A Física do Aço sob Temperaturas Subzero: O Fenômeno da Fragilização a Frio
Para compreender por que racks porta-pallets e estantes industriais desabam em câmaras frias, é necessário analisar as propriedades microestruturais do aço carbono comum. Sob condições de temperatura ambiente, o aço carbono apresenta comportamento dúctil.
Ductilidade é a capacidade física de um metal deformar-se plasticamente sob carga estática ou dinâmica antes de sofrer ruptura física. Sob sobrecarga na temperatura ambiente, uma prateleira ou longarina de aço curva-se visivelmente (empenamento), emitindo sinais claros de fadiga mecânica muito antes de quebrar.

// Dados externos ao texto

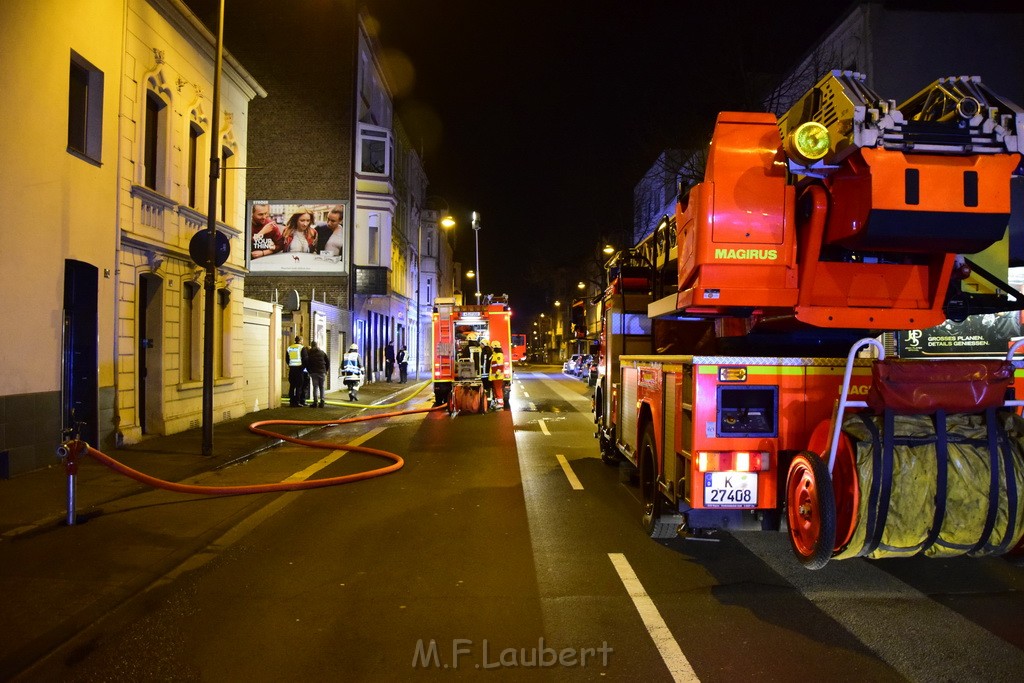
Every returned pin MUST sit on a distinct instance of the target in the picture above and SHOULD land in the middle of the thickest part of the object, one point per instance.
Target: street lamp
(476, 239)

No entanto, à medida que a temperatura do metal diminui abaixo de zero, ocorre o fenômeno conhecido na metalurgia como transição dúctil-frágil. Sob temperaturas subzero severas, a estrutura atômica cristalina do aço carbono comum sofre alteração em sua capacidade de acomodar deformações.

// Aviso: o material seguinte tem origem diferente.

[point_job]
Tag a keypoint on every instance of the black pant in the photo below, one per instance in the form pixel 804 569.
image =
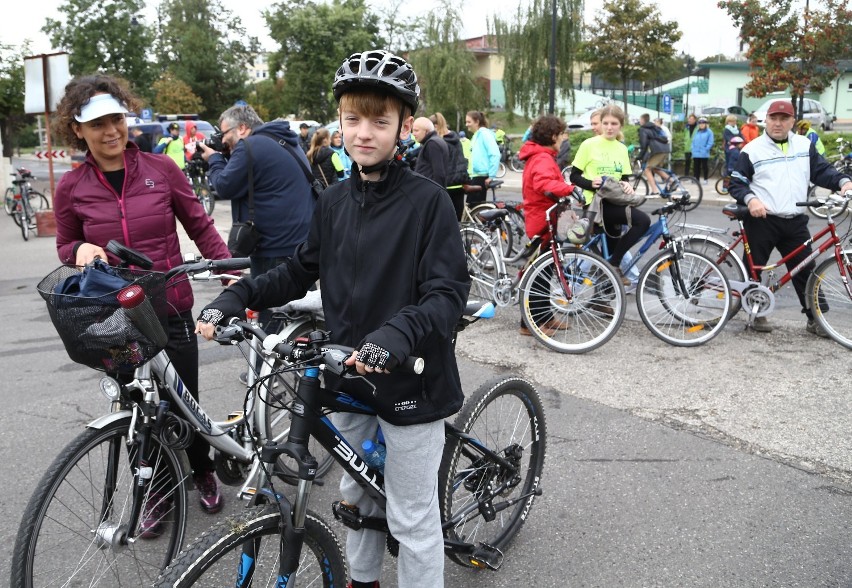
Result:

A energia necessária para iniciar e propagar trincas no metal cai drasticamente. Como consequência, o aço perde sua resiliência e torna-se quebradiço. Quando sujeito a tensões mecânicas elevadas ou choques pontuais, o metal não dobra: ele rompe de forma instantânea e sem aviso prévio (ruptura frágil).
O Teste de Impacto Charpy e a Escolha da Liga de Aço Estrutural
Para evitar colapsos causados por essa mudança física, a engenharia de segurança em estruturas de armazenagem exige o uso de aços patináveis ou ligas especiais de aço carbono com maior teor de manganês e baixo carbono.

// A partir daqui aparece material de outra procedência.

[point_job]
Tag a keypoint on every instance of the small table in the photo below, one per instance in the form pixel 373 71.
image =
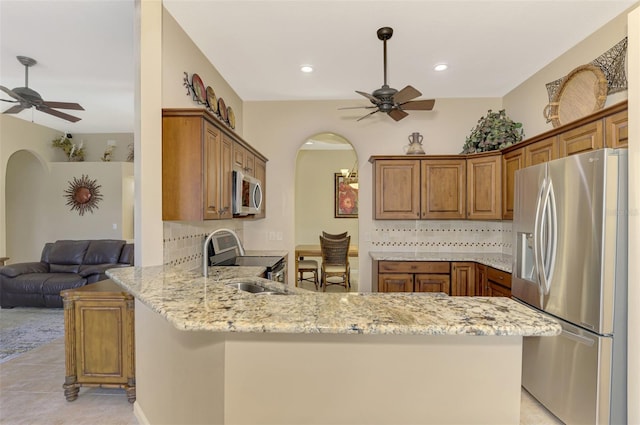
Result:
pixel 314 250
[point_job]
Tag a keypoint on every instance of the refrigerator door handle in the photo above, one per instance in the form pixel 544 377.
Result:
pixel 577 338
pixel 550 226
pixel 537 233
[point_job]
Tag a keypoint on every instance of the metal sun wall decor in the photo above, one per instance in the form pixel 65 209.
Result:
pixel 83 194
pixel 207 97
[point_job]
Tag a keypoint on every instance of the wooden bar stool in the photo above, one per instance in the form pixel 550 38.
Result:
pixel 308 266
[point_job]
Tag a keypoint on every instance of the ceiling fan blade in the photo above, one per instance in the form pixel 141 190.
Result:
pixel 370 113
pixel 64 105
pixel 406 94
pixel 368 96
pixel 58 114
pixel 357 107
pixel 419 105
pixel 14 109
pixel 397 114
pixel 10 93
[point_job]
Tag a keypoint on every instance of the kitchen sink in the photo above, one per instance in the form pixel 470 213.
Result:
pixel 253 288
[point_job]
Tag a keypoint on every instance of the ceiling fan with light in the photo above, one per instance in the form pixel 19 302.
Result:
pixel 26 98
pixel 389 100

A tenacidade do material a baixas temperaturas é medida fisicamente em laboratório por meio do Teste de Impacto Charpy (com entalhe em V). Este teste de destrutividade consiste em golpear uma amostra de metal resfriada com um pêndulo pesado, medindo a quantidade de energia absorvida durante a fratura do corpo de prova.
Para aplicações em câmaras frias, as especificações técnicas de fabricação dos perfis de aço chapa 12 ou 14 das colunas e longarinas de racks devem exigir o uso de aços classificados conforme a norma NBR 8800 e normas internacionais, como o aço ASTM A572 ou aços estruturais de grau específico para baixa temperatura.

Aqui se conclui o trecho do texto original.